When we compiled the results, we were certain that it was going to be a Software solution, which would behave very similarly to the SW that runs on our IoT devices.
This way we could ship a piece of executable, and cut the materials and shipping time.

Goals & Expectations

Self-operated
If our users can use this without our assistance and get feedback that they can act on, we hit the nail on the head.
Easy & Self explanatory
The operation should be very simple, much like the speed test app with one button that we described before.
Reliable
We wanted the solution to give accurate results as if our IoT device was there.
Actionable
The output of the tool should be “This service is inaccessible”, and when possible even be more specific — “Port X is inaccessible, but port Y is available”.

Choosing the right platform

We needed to choose the platform where our customers would run those tests.

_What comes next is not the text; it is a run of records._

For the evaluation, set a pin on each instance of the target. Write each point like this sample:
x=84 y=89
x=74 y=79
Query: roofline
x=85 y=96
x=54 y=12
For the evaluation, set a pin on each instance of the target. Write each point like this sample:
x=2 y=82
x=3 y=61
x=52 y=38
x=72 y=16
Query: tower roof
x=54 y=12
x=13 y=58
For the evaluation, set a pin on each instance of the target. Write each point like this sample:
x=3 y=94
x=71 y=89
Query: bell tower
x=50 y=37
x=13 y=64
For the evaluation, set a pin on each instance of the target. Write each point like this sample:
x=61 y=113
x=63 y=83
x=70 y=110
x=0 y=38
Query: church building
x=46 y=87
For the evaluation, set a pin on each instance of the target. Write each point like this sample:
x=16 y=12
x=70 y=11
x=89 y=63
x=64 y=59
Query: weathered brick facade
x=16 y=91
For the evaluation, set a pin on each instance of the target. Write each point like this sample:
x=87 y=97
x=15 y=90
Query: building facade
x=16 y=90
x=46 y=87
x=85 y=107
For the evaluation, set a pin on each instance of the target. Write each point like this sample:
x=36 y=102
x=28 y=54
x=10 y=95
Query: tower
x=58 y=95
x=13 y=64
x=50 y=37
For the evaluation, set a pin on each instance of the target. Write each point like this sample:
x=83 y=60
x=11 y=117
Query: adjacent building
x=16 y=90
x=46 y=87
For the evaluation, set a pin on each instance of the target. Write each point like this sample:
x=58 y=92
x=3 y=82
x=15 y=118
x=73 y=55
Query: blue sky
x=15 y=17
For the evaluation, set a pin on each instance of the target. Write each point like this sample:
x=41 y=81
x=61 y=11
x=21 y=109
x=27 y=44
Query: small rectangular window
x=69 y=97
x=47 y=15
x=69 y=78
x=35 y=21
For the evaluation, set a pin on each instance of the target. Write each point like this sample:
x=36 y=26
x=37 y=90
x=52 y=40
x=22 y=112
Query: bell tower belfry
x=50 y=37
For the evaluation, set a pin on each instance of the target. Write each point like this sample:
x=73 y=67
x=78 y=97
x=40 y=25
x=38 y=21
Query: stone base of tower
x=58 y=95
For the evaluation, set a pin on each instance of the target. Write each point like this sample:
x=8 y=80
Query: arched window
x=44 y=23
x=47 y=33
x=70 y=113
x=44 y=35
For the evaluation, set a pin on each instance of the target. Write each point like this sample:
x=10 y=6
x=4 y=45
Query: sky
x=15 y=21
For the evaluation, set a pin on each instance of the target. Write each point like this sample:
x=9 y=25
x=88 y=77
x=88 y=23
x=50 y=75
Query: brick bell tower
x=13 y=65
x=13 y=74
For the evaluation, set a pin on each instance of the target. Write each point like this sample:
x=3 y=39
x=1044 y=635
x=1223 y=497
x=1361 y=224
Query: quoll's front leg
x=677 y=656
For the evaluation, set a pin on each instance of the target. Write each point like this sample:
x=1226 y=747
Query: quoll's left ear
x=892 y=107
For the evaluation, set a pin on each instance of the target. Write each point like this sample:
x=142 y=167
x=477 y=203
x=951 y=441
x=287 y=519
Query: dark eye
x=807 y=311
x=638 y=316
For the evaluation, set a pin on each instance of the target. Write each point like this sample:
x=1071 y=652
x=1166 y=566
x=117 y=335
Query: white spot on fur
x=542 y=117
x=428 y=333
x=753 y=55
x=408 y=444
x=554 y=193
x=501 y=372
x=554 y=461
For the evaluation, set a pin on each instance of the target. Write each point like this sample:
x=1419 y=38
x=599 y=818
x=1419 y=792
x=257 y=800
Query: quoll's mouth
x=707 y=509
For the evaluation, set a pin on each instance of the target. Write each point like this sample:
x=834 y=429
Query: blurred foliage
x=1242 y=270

At first, we thought about a desktop application.
But most of our customers gave us blocks on the security side, and there were use cases where the team at the facility wanted to have mobility while testing different areas. So, it was crossed out.

Then we had an idea — why not create a web app that does the entire thing like a speed test app!
Such a cool idea, but we learned it wasn’t all peachy as some protocols were lacking and we couldn’t actually test everything. Here goes another idea in the bin.

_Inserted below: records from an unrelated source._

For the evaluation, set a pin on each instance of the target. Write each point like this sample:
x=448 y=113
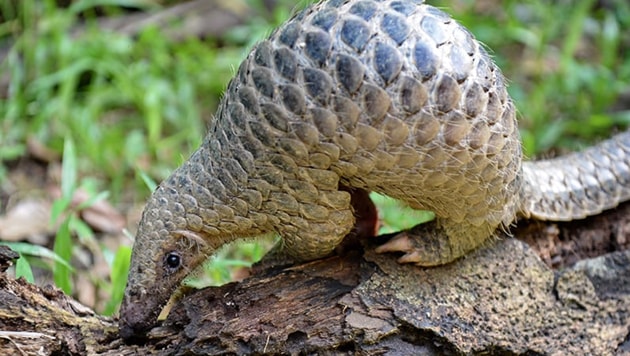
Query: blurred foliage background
x=100 y=99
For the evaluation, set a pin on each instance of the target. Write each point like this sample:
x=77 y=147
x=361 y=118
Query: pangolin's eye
x=172 y=261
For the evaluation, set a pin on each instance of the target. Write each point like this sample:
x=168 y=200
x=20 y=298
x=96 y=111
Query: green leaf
x=63 y=248
x=120 y=270
x=68 y=169
x=25 y=248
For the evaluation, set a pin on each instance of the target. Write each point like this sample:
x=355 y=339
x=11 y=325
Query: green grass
x=124 y=111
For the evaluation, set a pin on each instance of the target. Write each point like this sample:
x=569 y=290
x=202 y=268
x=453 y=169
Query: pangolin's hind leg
x=437 y=242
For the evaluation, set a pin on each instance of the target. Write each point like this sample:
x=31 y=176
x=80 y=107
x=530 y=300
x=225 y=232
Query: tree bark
x=502 y=299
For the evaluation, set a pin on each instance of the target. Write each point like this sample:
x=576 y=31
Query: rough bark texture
x=501 y=299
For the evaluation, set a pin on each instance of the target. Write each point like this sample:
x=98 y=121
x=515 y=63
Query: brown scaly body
x=393 y=97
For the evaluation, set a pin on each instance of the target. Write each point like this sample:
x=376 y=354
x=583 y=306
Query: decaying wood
x=501 y=299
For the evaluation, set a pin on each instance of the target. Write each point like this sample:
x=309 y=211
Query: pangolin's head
x=172 y=240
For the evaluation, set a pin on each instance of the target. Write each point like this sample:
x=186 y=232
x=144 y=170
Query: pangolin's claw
x=411 y=257
x=399 y=243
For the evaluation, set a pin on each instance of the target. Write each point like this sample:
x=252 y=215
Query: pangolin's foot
x=424 y=245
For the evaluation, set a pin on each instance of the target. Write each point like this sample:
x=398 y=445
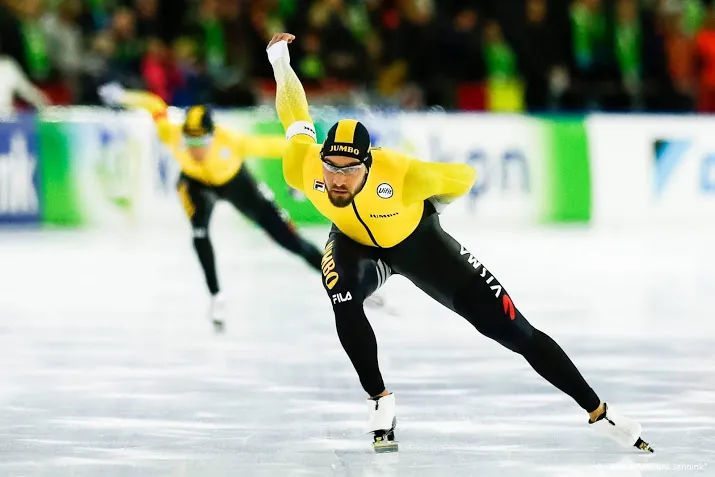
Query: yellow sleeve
x=292 y=107
x=261 y=147
x=444 y=182
x=168 y=133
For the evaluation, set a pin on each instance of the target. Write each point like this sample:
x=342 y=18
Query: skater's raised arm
x=114 y=94
x=442 y=183
x=292 y=107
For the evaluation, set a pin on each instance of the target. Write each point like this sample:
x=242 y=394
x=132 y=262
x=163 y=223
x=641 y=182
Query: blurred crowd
x=503 y=55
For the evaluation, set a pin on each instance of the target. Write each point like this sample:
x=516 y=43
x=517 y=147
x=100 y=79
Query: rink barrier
x=92 y=166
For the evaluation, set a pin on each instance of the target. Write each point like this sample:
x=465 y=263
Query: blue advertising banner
x=19 y=171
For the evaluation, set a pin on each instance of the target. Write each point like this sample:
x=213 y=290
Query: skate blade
x=643 y=445
x=385 y=447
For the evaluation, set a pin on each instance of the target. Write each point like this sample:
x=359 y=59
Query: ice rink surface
x=110 y=367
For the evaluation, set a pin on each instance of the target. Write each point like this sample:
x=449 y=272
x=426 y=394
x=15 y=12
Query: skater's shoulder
x=389 y=158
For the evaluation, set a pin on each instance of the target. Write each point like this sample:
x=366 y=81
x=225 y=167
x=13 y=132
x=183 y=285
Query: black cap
x=199 y=121
x=348 y=138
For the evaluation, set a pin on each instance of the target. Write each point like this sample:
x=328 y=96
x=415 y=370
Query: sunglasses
x=347 y=170
x=198 y=141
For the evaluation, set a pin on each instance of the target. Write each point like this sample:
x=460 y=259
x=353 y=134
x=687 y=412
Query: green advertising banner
x=102 y=167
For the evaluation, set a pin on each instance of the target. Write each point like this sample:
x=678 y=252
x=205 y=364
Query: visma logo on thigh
x=340 y=298
x=509 y=309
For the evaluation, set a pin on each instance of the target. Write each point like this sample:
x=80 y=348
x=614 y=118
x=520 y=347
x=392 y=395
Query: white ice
x=110 y=367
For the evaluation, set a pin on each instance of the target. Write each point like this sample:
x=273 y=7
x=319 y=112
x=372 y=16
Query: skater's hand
x=111 y=94
x=278 y=47
x=287 y=37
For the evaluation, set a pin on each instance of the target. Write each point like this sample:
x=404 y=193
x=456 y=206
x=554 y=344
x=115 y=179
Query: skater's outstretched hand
x=287 y=37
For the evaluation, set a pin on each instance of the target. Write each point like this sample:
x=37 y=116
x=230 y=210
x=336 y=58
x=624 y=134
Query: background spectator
x=537 y=55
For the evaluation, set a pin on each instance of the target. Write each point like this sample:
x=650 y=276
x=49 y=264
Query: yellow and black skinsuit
x=392 y=226
x=220 y=175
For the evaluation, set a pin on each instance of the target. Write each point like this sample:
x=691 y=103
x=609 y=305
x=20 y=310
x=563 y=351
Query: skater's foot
x=382 y=422
x=217 y=312
x=621 y=429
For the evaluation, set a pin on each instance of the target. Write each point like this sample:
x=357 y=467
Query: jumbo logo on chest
x=385 y=191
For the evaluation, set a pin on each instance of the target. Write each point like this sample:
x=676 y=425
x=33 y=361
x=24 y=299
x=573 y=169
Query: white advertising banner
x=508 y=153
x=652 y=170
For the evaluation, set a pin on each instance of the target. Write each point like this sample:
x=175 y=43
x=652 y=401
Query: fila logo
x=339 y=298
x=341 y=148
x=508 y=304
x=384 y=191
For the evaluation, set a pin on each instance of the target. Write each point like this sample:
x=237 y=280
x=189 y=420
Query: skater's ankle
x=595 y=414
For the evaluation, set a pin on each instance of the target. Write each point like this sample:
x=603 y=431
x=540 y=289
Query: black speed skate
x=382 y=423
x=385 y=441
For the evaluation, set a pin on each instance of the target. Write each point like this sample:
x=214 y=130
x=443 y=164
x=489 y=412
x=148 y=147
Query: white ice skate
x=382 y=423
x=623 y=430
x=217 y=312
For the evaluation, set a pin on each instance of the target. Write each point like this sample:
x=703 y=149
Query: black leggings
x=247 y=197
x=445 y=270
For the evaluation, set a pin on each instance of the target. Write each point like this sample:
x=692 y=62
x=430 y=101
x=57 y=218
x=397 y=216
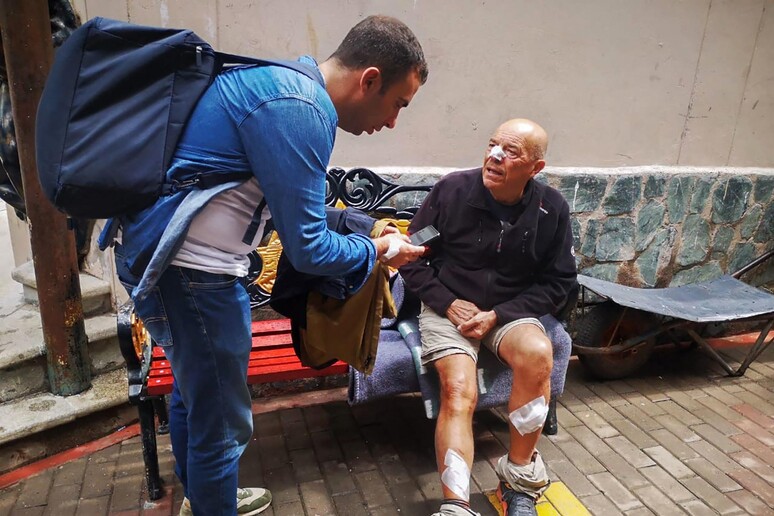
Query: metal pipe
x=26 y=35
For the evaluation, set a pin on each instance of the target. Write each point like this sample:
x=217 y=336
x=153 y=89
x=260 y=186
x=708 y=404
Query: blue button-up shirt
x=278 y=125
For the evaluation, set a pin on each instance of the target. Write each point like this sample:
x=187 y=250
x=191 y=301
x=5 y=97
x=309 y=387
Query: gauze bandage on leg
x=497 y=153
x=456 y=476
x=530 y=417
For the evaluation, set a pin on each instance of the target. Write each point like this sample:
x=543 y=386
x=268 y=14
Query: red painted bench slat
x=272 y=359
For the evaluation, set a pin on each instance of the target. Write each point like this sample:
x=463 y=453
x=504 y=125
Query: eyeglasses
x=499 y=154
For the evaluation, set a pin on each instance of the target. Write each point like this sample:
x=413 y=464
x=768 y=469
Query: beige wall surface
x=615 y=83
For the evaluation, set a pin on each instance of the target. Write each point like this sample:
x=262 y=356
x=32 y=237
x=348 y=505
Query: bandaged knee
x=530 y=417
x=456 y=475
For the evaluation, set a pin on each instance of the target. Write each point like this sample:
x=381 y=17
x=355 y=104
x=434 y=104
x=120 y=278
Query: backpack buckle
x=179 y=185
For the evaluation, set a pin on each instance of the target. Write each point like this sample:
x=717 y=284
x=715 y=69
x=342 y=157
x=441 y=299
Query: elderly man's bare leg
x=454 y=430
x=527 y=350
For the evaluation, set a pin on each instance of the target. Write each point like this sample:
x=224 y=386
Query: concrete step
x=94 y=291
x=37 y=412
x=22 y=351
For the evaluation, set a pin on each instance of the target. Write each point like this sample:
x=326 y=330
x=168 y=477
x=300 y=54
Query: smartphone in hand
x=425 y=236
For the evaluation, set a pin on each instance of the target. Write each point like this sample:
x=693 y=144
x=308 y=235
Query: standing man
x=504 y=259
x=182 y=258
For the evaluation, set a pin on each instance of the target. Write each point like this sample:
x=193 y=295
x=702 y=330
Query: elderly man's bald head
x=514 y=156
x=535 y=137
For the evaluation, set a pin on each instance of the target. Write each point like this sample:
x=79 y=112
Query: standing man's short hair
x=386 y=43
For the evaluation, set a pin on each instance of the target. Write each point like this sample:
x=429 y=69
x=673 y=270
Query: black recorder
x=425 y=236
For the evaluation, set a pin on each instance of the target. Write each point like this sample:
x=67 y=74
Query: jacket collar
x=478 y=193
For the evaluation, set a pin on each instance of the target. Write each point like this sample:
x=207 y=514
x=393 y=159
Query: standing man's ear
x=370 y=80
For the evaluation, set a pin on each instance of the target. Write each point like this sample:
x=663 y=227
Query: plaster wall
x=614 y=83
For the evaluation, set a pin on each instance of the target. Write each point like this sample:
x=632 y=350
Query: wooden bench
x=272 y=357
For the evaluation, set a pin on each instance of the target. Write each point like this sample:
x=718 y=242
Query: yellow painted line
x=556 y=501
x=564 y=501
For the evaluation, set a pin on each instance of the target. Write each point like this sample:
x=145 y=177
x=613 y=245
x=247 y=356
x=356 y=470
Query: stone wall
x=658 y=226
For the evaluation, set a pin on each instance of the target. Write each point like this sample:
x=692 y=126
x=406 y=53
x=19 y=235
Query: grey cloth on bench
x=393 y=372
x=398 y=368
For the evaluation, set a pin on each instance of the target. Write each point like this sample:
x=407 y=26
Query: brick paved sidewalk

We then said, why not use our mobile app that’s already used to configure that IoT device in the field, to run those tests.
It’s an Android app, already used by our customers, with a familiar interface, so let’s add that functionality there.
And now comes the best part, our humble one-click test application.

Small Steps. Big Impact.

First MVP

We started with a native Android application that just poked the relevant service with a simple TCP session.
As seen in the attached image, the interface contains one button, and the results are colored green and red to indicate success or failure.

While this application worked, it didn’t provide 100% coverage, as an open port doesn’t necessarily imply our service will communicate well.

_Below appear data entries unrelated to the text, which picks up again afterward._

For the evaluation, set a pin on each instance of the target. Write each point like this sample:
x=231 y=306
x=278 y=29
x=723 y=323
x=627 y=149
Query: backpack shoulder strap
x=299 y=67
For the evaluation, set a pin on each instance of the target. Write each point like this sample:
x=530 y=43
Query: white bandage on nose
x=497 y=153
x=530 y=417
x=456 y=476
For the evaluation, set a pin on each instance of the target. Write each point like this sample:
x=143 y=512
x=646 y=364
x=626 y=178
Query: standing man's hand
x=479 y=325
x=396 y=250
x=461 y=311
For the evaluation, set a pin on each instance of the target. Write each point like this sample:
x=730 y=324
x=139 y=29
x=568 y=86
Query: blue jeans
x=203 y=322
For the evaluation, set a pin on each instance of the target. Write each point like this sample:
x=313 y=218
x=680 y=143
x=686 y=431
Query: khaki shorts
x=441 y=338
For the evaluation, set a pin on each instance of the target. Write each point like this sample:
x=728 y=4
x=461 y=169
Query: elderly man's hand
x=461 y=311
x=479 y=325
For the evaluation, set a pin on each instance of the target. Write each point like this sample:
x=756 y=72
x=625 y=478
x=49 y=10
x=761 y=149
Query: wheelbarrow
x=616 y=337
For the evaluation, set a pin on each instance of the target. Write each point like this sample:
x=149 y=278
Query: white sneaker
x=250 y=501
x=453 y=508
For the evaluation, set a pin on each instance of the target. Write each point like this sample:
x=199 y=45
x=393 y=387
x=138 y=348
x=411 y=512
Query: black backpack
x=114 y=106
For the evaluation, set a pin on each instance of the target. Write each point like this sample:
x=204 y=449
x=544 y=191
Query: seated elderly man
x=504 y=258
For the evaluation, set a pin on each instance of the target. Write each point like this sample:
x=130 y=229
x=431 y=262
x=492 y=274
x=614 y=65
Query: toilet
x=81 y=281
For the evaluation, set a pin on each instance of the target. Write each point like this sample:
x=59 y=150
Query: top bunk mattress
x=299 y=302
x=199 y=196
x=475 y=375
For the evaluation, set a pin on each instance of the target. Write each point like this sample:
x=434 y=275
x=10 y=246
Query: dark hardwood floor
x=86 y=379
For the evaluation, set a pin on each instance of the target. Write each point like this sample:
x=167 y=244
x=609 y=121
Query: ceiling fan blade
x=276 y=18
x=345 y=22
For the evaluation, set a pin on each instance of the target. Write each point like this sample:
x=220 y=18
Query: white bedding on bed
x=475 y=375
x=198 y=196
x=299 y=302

Take-Two: Improving Coverage & Reliability

We replaced the tests that kept failing with a full-service test.
This means that if one of our services requires MQTT protocol over port 8883, we will initiate a client connection to the service broker and verify they communicate well.

Not only that, but we also overcame some issues with network hiccups, by running each test multiple times and specifying a success threshold.

Insights & Action Items

Per our requirements, we wanted our solution to give a clear idea of what needs to be done to fix the problem.
So we tested alternative ports and hosts combinations that our services accepted and gave recommendations accordingly.

We also reported the results back to ourselves, so we can learn and improve the service we give.
This is what the final solution looks like today:

Closing thoughts

While we didn’t reinvent the wheel here, we did give tremendous value to our customers.
Saving time and money, by replacing a very manual tedious process with the click of a button.
A year after the deployment of this feature, we can see how widely it’s used by our customers and integrated into our processes.
The above process takes 1–2m to output a clear report, and replaces our traditional process that took at least a week.
Moreover, we see our customers using it a few times a week on planned installation sites, without our guidance or intervention.

This feature was born from a pain we identified in our processes, and was pushed from the development team up to the product.

It was a pleasure to work with the customers, understand their needs and talk with IT / Security teams to validate our assumptions and produce the final product!

My small take to you, whatever your role, is to look around you.Look and learn your company and customer processes, ask questions and find where you can bring value and impact. It’s out there, so go grab it!